There’s plenty of firewood at the back of the Ranger Station because you can’t cut down or collect local timber. A reader pointed out my slip-up in the first part of this series when I said you have to bring your own firewood if you camp right down the southern end near the old mining jetty site. You actually can’t bring in foreign timber to a National Park and because there’s no collecting of timber you’ll have to take a drive up to Eurong to get some firewood. If you’re lucky the previous campers might have left some to save you a drive up the beach.
There are plenty of fishing options once you set up camp at Waddy Point. As far as rock fishing goes, in most conditions it’s pretty safe and relatively good fishing. This can change in a short time though, and if you have a look at a couple of the pics on this page you’ll see how the same location can turn from a very safe spot to a rather wild clump of rock with waves crashing over the entire area.
When the south-easterly winds are howling down the beach Waddy Point offers very good protection, and the beach for a few kilometres north can be relatively calm. There are often a few long, narrow gutters up against the rocks that are ideal for the kids to fish. Being a dead end, the traffic slows so it’s not as big a problem for kids and traffic, and the surf is minimal so it’s easy fishing. You’ll find plenty of whiting in these narrow gutters.
If you want to get a bit more series about catching some whiting here, fish from the northern face of the rocks into the little drain that runs down next to the rocks on the falling tide. You’ll need to cast onto the far edge of this where there’s a little bit of whitewater. It’s not far to cast and when the kids become bored with fishing they love playing in the rock pools or in the calm shallow water here. That’s against the rocks, not around the front!
As you move out to the front of the headland this same platform is the place to be when looking for a few dart. Like the area at Indian head, the dart like to ride that sweep in around the corner. You’ll need to be able to cast a bit further to reach the whitewater here and when the dart are hungry you’ll need to be quick and switched-on as your bait will be gone before you know it.
The front face of the rocks has a few more options for more serious anglers and we’ll have a look at these in the April issue as we fish from Waddy Point to Nagkala Rocks. In the May issue there’ll be a special feature on boat fishing from Waddy Point – the home of the big red emperor.
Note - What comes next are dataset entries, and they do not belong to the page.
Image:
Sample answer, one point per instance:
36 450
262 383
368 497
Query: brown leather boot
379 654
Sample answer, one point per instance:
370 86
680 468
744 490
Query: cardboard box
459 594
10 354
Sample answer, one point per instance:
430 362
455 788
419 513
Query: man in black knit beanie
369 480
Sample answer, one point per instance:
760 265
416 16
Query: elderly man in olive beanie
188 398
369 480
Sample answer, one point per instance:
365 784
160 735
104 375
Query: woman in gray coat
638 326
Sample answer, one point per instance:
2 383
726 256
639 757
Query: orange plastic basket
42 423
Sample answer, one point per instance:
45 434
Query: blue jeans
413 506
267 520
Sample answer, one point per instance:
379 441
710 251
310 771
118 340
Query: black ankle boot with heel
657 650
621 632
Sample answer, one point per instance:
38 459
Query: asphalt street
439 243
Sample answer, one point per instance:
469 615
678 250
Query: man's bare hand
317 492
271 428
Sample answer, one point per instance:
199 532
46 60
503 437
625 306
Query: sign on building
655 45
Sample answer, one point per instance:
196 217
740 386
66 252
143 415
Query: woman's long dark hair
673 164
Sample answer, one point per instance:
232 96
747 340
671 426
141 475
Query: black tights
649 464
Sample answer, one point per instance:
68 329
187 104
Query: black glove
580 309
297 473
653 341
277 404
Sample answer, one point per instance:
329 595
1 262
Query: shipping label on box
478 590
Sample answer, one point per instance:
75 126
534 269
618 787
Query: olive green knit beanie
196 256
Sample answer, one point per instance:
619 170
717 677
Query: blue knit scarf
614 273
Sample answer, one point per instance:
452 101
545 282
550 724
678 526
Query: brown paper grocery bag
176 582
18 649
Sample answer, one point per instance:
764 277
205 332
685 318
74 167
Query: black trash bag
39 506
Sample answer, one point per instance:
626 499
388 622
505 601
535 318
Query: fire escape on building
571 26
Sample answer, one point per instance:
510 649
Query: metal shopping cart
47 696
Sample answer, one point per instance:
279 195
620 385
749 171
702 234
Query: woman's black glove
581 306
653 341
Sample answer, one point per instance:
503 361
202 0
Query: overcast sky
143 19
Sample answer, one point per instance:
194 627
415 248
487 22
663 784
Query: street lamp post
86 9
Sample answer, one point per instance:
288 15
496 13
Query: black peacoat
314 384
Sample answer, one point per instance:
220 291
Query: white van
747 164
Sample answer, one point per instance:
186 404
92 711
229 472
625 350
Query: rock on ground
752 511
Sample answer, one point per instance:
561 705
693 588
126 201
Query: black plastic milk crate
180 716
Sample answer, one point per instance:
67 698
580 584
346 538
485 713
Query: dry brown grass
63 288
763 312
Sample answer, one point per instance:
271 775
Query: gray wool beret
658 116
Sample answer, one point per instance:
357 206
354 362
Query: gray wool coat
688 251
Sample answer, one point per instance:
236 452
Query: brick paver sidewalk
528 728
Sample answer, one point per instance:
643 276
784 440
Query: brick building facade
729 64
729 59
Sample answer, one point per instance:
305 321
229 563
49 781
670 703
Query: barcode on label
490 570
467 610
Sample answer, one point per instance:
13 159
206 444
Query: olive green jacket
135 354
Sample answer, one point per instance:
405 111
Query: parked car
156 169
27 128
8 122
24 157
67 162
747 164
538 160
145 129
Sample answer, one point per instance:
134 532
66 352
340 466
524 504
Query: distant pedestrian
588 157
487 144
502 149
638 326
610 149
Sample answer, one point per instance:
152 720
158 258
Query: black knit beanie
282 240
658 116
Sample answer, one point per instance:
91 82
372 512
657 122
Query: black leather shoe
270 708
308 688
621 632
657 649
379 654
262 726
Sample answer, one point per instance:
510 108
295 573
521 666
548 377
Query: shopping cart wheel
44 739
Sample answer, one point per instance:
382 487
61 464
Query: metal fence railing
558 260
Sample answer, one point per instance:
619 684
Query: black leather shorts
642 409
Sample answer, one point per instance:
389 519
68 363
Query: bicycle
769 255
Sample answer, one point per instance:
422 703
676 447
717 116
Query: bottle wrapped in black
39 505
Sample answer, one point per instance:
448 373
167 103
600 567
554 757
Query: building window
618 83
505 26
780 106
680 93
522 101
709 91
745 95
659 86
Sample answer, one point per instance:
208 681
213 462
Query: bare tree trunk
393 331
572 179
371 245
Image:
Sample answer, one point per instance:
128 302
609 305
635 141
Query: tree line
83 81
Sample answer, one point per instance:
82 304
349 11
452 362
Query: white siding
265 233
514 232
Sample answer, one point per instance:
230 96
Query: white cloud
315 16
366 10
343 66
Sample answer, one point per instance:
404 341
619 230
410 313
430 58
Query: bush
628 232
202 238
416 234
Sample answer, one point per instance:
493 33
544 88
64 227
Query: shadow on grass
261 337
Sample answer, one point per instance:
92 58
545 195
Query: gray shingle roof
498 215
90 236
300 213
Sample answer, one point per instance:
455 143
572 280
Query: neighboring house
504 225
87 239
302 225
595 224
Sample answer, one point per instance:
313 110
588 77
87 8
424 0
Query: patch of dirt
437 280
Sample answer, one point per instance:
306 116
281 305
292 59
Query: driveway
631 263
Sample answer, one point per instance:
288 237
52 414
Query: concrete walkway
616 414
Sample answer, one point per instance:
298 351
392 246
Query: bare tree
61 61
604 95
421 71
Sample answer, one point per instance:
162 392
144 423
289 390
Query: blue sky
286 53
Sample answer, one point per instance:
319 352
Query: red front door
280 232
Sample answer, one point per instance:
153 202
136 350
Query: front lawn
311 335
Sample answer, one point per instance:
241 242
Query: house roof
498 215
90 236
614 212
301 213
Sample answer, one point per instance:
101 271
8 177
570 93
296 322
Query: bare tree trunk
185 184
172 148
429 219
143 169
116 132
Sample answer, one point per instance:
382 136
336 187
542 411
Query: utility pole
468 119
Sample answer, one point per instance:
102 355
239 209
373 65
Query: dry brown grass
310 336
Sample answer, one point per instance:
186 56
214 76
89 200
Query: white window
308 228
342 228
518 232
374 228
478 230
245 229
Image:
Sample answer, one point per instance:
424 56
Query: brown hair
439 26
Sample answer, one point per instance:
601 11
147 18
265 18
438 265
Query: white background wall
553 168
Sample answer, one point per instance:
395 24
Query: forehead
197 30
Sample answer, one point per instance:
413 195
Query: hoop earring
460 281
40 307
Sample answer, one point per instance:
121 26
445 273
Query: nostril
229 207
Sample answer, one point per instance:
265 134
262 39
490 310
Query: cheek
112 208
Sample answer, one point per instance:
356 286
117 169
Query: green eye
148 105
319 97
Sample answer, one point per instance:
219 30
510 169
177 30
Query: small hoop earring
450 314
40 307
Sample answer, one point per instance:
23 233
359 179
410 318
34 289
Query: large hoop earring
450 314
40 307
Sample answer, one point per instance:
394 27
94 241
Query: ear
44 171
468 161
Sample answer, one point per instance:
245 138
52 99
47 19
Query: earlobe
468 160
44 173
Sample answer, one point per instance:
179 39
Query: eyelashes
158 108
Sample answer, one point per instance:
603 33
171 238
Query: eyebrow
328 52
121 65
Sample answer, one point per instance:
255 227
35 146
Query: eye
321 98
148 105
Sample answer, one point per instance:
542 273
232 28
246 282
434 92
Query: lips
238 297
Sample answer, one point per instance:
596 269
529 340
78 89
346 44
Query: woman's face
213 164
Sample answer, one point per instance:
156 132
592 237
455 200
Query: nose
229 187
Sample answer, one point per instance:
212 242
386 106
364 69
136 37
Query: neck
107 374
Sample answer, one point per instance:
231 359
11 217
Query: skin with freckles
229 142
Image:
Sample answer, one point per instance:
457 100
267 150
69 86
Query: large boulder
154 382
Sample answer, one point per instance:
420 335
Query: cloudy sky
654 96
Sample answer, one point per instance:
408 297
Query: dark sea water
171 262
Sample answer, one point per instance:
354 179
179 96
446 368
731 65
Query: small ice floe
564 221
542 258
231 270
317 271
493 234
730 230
• Basic supplies including fuel and gas can be obtained from Cathedral Beach Resort, which also has camping and toilet facilities.
• Camping grounds at Dundubara have toilets, coin-operated hot showers and a stock pile of hardwood for fires.
• High tide beach travelling is restricted over Eli Creek and sometimes Little Eli Creek, along with the dunes prior to Indian Head.
• There is a closed zone to all fishing from September 1 to October 31 in an area 400m South of Indian Head to 400m North of Waddy Point and 400m to sea of this area.
|SPECIES||SIZE LIMIT||BAG LIMIT|
|Dusky flathead||40cm min to 70cm max||5|
|Tailor||30cm||20 fish / 30 fish over 72 hours|
|Worms||None||30 or parts thereof|
1) The rocks at the Northern end of Middle Rock are quite good for fishing and see fewer people and anglers now that it’s quite a walk to get there.
2) There’s often an early morning dart bite in the first few gutters on South Waddy Beach.
3a & 3b) The Northern side of Waddy Point can be a lovely spot to fish or it can be very dangerous. These two pictures are at the same spot on very different days.
4) You don’t normally associate rocks with whiting but the little gutters that run along the rocks at Waddy Point produce plenty of these tasty fish.
5) When the southerlies blow up the beach the headlands and dunes give good protection for a few kilometres north of the Headland.